If you think Tim Burton films are over-the-top, then prepare to have your eyes utterly burnt. The design of this film is ludicrously over the top, and though the production design is probably the best part about the film, it still gets boring very quickly. The story follows Clara who, after the death of her mother, stumbles upon a bizarre world (that is never remotely explained). Just like Narnia, she travels through a door from her world to the other before discovering all sorts of quirky characters.
It’s now that I must mention the performances. Every single one is utterly dreadful. Mackenzie Foy, playing Clara, shows no sense of wonder to this utterly ridiculous world she’s stumbled upon. Morgan Freeman was clearly brought in for two days of filming just so marketing could cram his toffee-voiced narration into the trailer. Jack Whitehall and Omid Djalili play two ‘hilarious’ guards with very little chemistry, and Richard E. Grant was utterly wasted as the ice king.
However, by a country mile, Kiera Knightly is the worst thing in this film. Words cannot describe how horrible her performance is. Her character, the Sugar Plum Fairy, has THE most annoying voice I have ever heard. It’s like a patronising baby sucked on a helium balloon, and then over-dubbed all her lines. Not only this, but her character’s motivations suddenly change halfway through the film in the most ridiculous attempt to add a twist to the story.

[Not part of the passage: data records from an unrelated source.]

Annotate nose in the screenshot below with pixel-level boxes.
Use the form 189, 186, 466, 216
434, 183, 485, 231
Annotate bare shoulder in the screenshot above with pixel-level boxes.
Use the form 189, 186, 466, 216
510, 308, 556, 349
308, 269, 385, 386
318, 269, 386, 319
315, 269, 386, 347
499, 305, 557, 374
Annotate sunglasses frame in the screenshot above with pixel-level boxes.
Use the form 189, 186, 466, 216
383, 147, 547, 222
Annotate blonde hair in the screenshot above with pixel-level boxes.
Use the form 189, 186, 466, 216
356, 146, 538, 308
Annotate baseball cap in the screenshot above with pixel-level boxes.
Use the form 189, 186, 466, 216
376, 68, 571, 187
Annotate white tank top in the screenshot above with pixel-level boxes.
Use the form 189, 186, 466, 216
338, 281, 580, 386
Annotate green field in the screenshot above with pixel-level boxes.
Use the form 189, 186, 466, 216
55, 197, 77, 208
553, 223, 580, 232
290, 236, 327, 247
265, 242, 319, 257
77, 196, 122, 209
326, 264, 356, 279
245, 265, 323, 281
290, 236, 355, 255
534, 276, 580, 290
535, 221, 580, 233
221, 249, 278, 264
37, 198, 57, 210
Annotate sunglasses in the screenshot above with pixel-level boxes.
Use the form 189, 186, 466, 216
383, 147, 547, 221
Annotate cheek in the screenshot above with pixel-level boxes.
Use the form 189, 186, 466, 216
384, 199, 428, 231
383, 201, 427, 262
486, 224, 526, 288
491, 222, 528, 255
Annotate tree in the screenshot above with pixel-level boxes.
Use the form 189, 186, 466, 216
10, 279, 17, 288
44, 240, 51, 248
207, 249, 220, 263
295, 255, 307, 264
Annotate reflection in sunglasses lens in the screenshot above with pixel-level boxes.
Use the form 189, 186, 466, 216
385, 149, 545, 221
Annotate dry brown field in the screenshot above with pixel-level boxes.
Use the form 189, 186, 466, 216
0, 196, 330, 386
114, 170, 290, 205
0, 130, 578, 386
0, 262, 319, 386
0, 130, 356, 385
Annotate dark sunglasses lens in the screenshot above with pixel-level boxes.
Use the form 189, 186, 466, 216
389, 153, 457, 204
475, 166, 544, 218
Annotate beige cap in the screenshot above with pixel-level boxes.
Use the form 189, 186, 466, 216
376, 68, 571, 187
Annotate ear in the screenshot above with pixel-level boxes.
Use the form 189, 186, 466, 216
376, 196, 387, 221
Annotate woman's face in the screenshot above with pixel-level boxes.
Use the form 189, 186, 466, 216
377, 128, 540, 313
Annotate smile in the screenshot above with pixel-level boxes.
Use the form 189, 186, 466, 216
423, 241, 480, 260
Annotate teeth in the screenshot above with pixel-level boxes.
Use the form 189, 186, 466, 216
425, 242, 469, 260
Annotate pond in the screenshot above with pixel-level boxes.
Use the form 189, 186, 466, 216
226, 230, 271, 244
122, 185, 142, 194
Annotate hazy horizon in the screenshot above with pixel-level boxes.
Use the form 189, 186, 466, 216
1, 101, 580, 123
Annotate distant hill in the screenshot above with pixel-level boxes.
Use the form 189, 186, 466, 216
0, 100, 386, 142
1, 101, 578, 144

And speaking of the story…WHAT EVEN WAS IT? The motivation of Clara is to find a key that opens an egg, but it actually powers a machine that creates a tin-soldier army, and along the way she has to fight a giant mouse made of hundreds of tiny mice and encounter six bouncing pillow clowns. It’s just ludicrously incoherent with no justification to its insanity, and the whole film, at only 99 minutes, drags throughout.
I implore you, don’t see this dull and predictable CGI fest. The performances are genuinely some of the worst I’ve ever seen and the story is nigh-on none existent. When you go to the cinema, you want to be entertained, relaxed and hopefully with a warm heart. Instead, I left the cinema bored, irritated and genuinely annoyed. Don’t let that happen to you.